Like Worcester’s typefaces, the heart used on Worcester’s signs can be inconsistent as well. Here are some examples of the variation:
In addition, the street name signs may or may not feature a white border, may or may not have rounded corners, and may or may not have a reinforcing strip along the top & bottom edges. Here are a few examples to demonstrate the variations:
Not even the color of the signs is consistent, as the DPW has chosen to leave in place quite a few of the older 1950s-era yellow signs, choosing instead to replace legible green signs from the 1970s. Here are some examples of yellow signs still in place as of last month:
The street name signs of Worcester include a designation such as “avenue”, “road”, “boulevard”, etc., usually in an abbreviated form. Worcester’s inconsistencies extend to these designations as well. Variations include:
The abbreviated street-type designation can be found at the top, bottom or middle of the end of the sign, and near or far from the street name. The city of Worcester apparently has no standard for this part of the layout.
2. Abbreviation style
Notice the inconsistent abbreviations and the various use (or not) of a period.
There doesn’t seem to be any standard being kept for the size of the street-type designations in Worcester, although the FHWA’s “Manual on Uniform Traffic Control Signals” (MUTCD) does offer rules on this (more about this in a later installment).
You might be asking yourself, as I did, whether there is any sort of “plan” at all regarding the replacement of Worcester’s older street signs. As I mentioned in the first installment, my husband spoke with a DPW engineer about the street name signs recently. He was told that the signs are being replaced whenever there is a nearby road project. Many of the signs which are taken down are not damaged in any way (and in fact, were still quite legible), but they’re taken back to the sign shop, where they are stripped of their lettering and the green backing to prepare for re-use. This is why some of the “new” signs are still on smaller blanks.
According to our DPW source, when a new street name sign is installed to replace an existing one, whenever possible the DPW’s sign shop uses a “recycled” blank, typesetting the street name to fit, and often adding a heart.
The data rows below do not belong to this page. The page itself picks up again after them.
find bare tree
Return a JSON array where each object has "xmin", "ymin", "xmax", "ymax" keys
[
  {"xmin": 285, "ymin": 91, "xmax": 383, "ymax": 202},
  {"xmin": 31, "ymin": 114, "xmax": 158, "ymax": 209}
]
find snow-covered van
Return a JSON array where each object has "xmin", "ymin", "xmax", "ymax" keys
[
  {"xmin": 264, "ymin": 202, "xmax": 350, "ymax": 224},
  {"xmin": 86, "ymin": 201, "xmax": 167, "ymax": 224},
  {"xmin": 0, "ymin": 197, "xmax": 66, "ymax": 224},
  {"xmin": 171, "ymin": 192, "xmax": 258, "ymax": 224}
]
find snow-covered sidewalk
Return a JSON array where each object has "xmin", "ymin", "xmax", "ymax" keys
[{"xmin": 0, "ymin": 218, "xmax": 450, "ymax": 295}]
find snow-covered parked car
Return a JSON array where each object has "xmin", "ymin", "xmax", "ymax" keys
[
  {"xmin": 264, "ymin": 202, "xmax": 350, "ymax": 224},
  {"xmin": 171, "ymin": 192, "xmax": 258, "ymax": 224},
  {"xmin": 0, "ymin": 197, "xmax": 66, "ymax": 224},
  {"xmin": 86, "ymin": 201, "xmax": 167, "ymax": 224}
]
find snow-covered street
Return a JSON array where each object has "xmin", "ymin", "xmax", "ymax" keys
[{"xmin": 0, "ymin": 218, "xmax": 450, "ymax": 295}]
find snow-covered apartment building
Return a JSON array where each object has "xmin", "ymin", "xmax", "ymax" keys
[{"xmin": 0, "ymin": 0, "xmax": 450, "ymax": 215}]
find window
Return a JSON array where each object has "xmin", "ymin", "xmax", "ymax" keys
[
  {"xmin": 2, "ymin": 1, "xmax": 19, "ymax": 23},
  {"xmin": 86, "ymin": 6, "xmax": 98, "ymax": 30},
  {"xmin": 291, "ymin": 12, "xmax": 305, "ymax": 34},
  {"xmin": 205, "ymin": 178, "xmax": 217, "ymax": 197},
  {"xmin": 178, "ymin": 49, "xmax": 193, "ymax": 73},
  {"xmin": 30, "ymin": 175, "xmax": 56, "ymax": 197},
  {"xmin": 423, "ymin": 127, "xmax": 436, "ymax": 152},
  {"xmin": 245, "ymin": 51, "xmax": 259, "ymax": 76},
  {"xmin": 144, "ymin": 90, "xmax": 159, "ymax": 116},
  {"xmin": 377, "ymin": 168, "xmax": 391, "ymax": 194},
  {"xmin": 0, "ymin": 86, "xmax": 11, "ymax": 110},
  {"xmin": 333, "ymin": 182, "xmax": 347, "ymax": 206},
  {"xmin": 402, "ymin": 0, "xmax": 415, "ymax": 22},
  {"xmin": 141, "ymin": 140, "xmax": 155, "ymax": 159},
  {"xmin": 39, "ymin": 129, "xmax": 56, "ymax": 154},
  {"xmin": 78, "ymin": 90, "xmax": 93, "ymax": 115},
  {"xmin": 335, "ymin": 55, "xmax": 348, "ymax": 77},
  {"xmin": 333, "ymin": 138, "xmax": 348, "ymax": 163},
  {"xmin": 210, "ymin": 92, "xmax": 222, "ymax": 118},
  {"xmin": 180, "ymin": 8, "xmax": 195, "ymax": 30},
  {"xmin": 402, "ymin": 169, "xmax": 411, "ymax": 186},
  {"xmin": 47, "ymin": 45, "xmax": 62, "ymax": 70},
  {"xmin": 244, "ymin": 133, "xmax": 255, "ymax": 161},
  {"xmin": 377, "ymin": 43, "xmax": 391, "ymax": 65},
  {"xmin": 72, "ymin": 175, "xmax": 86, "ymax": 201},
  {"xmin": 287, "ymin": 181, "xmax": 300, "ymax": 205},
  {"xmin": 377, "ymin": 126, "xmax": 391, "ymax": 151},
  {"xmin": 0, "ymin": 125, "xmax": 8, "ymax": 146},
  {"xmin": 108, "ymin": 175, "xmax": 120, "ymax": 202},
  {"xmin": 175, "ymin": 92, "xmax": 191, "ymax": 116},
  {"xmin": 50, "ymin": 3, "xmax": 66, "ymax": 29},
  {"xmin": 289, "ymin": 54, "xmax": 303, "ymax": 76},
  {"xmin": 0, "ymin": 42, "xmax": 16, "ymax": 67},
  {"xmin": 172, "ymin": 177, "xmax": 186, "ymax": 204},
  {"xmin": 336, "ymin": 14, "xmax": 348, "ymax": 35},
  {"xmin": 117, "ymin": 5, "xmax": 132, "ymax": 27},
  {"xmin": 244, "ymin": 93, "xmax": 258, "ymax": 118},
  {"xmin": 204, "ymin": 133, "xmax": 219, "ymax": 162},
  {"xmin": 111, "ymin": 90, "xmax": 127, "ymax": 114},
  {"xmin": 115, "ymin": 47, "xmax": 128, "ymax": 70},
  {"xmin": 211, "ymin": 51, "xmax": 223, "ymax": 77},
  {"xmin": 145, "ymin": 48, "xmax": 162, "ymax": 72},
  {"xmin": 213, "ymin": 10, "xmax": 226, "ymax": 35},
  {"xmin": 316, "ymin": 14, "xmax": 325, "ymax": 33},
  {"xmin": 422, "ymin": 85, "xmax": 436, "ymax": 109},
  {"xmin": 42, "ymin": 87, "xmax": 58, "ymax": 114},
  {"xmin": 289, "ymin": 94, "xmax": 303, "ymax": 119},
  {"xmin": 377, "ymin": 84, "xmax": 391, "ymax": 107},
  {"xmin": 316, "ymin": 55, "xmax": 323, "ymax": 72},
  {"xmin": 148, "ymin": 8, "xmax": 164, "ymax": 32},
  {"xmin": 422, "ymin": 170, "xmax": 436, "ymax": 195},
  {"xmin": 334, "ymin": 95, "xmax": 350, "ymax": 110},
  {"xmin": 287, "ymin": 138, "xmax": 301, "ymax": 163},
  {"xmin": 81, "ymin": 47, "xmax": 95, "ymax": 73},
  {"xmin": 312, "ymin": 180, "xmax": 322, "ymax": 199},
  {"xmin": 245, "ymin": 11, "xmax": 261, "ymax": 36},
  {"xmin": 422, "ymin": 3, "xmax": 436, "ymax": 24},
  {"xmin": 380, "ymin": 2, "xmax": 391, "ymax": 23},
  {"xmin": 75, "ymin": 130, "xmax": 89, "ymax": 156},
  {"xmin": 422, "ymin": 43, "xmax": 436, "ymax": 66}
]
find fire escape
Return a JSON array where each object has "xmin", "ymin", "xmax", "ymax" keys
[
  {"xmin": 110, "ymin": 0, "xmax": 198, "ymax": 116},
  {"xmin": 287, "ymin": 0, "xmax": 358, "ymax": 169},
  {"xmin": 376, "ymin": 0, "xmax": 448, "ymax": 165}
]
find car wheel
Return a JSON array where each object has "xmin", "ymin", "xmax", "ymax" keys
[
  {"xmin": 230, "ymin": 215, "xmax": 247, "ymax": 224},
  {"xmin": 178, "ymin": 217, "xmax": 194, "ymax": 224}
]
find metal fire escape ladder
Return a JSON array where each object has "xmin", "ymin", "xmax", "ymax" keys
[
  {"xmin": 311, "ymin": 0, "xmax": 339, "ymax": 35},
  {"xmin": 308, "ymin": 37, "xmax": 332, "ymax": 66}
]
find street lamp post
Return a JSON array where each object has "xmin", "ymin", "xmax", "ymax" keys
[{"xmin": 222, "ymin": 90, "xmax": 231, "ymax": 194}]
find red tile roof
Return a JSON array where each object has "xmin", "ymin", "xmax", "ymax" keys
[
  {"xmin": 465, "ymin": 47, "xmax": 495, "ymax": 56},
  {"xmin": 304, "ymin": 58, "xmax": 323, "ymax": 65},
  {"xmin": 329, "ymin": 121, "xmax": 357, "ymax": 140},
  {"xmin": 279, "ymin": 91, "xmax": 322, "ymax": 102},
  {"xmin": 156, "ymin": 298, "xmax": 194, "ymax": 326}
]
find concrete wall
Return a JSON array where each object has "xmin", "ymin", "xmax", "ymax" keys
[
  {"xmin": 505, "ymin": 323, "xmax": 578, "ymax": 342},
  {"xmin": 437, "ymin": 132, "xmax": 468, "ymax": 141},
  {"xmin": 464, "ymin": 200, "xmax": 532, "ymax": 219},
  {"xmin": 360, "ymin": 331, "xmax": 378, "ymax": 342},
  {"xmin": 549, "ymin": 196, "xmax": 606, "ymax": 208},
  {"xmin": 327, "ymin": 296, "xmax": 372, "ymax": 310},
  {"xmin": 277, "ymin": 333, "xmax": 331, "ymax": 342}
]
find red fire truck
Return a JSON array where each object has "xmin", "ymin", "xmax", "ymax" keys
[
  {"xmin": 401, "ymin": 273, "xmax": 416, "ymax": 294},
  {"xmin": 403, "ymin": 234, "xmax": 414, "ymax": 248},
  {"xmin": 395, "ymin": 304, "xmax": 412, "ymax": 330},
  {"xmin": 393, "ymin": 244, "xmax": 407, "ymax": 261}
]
Here’s an example of a recycled “new” sign:
If no suitable blanks are available for re-use, the new sign is created on the larger 9-inch blank:
These larger blanks are sometimes quite thin, and usually have no reinforcement of any kind, and can be easily damaged:
Heavier-gauge blanks are available, but are expensive.
The new blanks are at least 9 inches tall (some are 12 inches), to accommodate 6-inch uppercase letters mandated by the FHWA. Larger street name signs are being required these days whenever they’re being replaced as part of a road project funded by state or federal government.
Now your head is as crammed as mine is with images of all of the inconsistencies of Worcester’s street name signage. If you’re a resident of Worcester, does it embarrass you that our signage lacks any sort of consistency?
Sometimes “new” isn’t an improvement — though it could be, if planned & executed well. Next time we’ll take a look at the sign replacements happening in nearby towns and see what lessons Worcester could learn from them. We’ll also take a peek at some of Worcester’s signage “bloopers” — street name signs that the DPW probably wishes had never seen the light of day, much less a prominent place on a street corner.